Record struct — every field listed in the format table above.
Variant enum — picks input_instr (default) or cloudsuite_instr.

Endianness is static_assert-checked at compile time (trace.cpp:12) — the format is little-endian and we don't byte-swap on big-endian hosts. If anyone ever runs this on a PowerPC, the build will fail loudly rather than silently corrupt traces.

Round-trip tested in tests/common/test_trace.cpp.

The synthetic generator¶

tools/gen_trace/

CLI tool plus a library (casim_gen_trace) so that test code can generate a trace inline without shelling out to a binary.

The format spec doc¶

docs/trace-format.md

Plain-text spec of the binary layout, both record variants, and the .trace.meta.json sidecar we'll ship next to traces (recording the record-variant choice, source workload, warmup/sim split — out-of-band metadata that doesn't break ChampSim compatibility).
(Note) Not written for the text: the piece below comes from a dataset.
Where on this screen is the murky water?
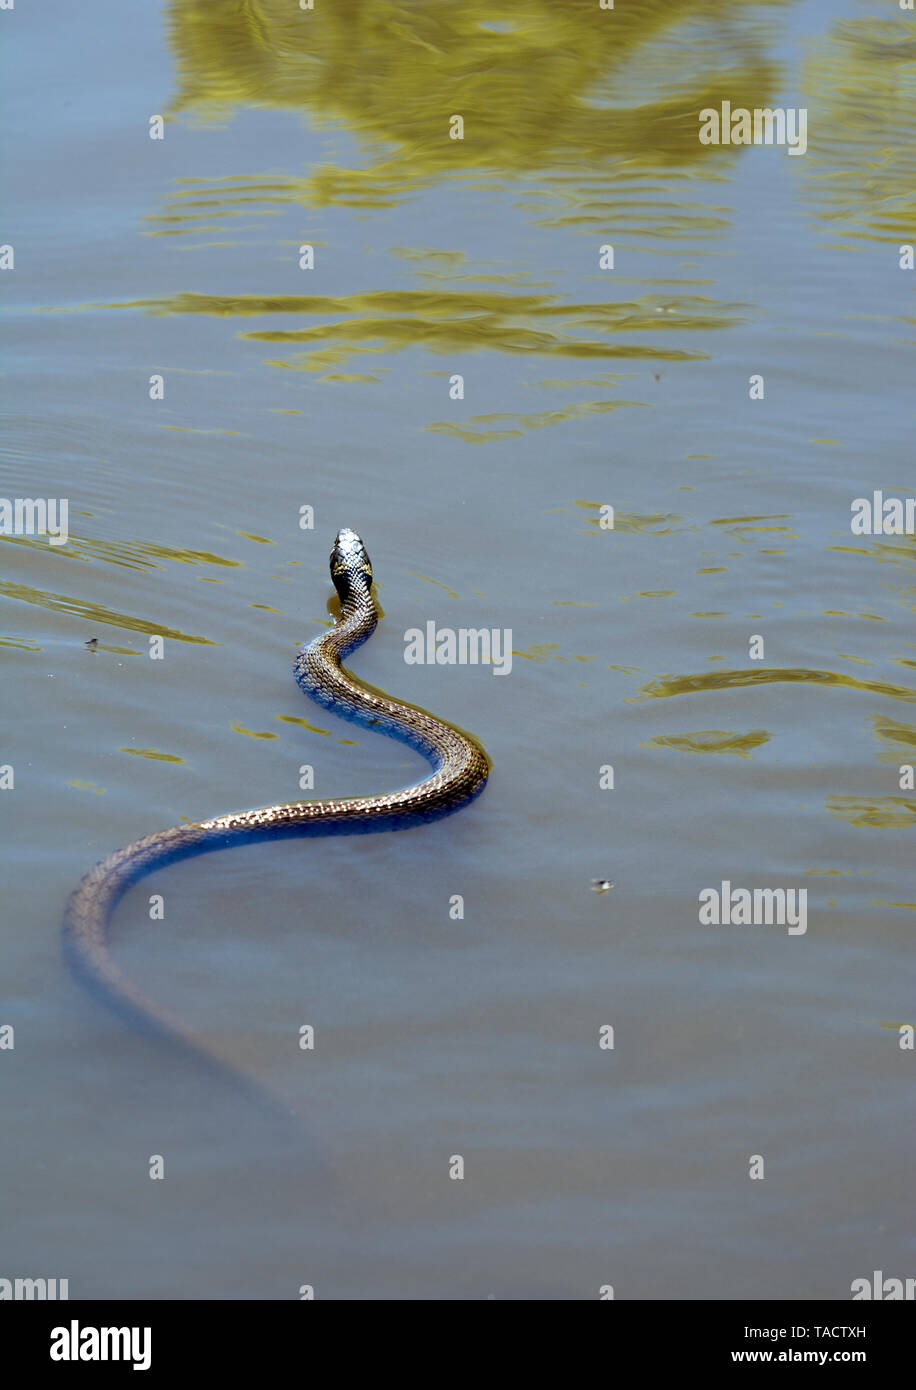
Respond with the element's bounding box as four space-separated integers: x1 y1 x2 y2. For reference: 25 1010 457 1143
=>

The proj2 → ChampSim converter¶

tools/proj2_to_champsim/

A one-shot tool that converts project2's 11-field text trace format into our canonical ChampSim binary, used by Phase 3 to cross-validate the predictors against project2's reference numbers. Built in Phase 1 because the converter belongs to the trace toolchain, not to the predictor subsystem.

What's still pending¶

tools/tracer/drmem2champsim (Path A converter)
docs/tracing.md (DynamoRIO install + setup walkthrough)
tools/tracer/pin_champsim/ (Path B compatibility tracer)
scripts/fetch_traces.sh (downloader for representative DPC-3 / IPC-1 traces)

None of these block Phase 4 (single-core OoO) — that phase will run fine on the synthetic traces and the project2-derived fixture from Phase 3. They become necessary when Phase 5 (multi-core coherence) needs realistic multi-threaded workloads.

Why this matters for downstream phases¶

Phase 2 (--mode cache) reads .champsimtrace files and pulls addresses out of source_memory[] / destination_memory[].

Phase 3 (--mode predictor) reads the same files and pulls is_branch / branch_taken / ip.

Phase 4 (--mode ooo) will read the same files and use everything — the OoO core needs PCs for the I-cache, register IDs for ROB dependencies, and memory addresses for the LSU.

Phase 5 will use per-core trace streams, but the on-disk record format stays identical.

One format, four consumers. That's the point of doing the format work upfront.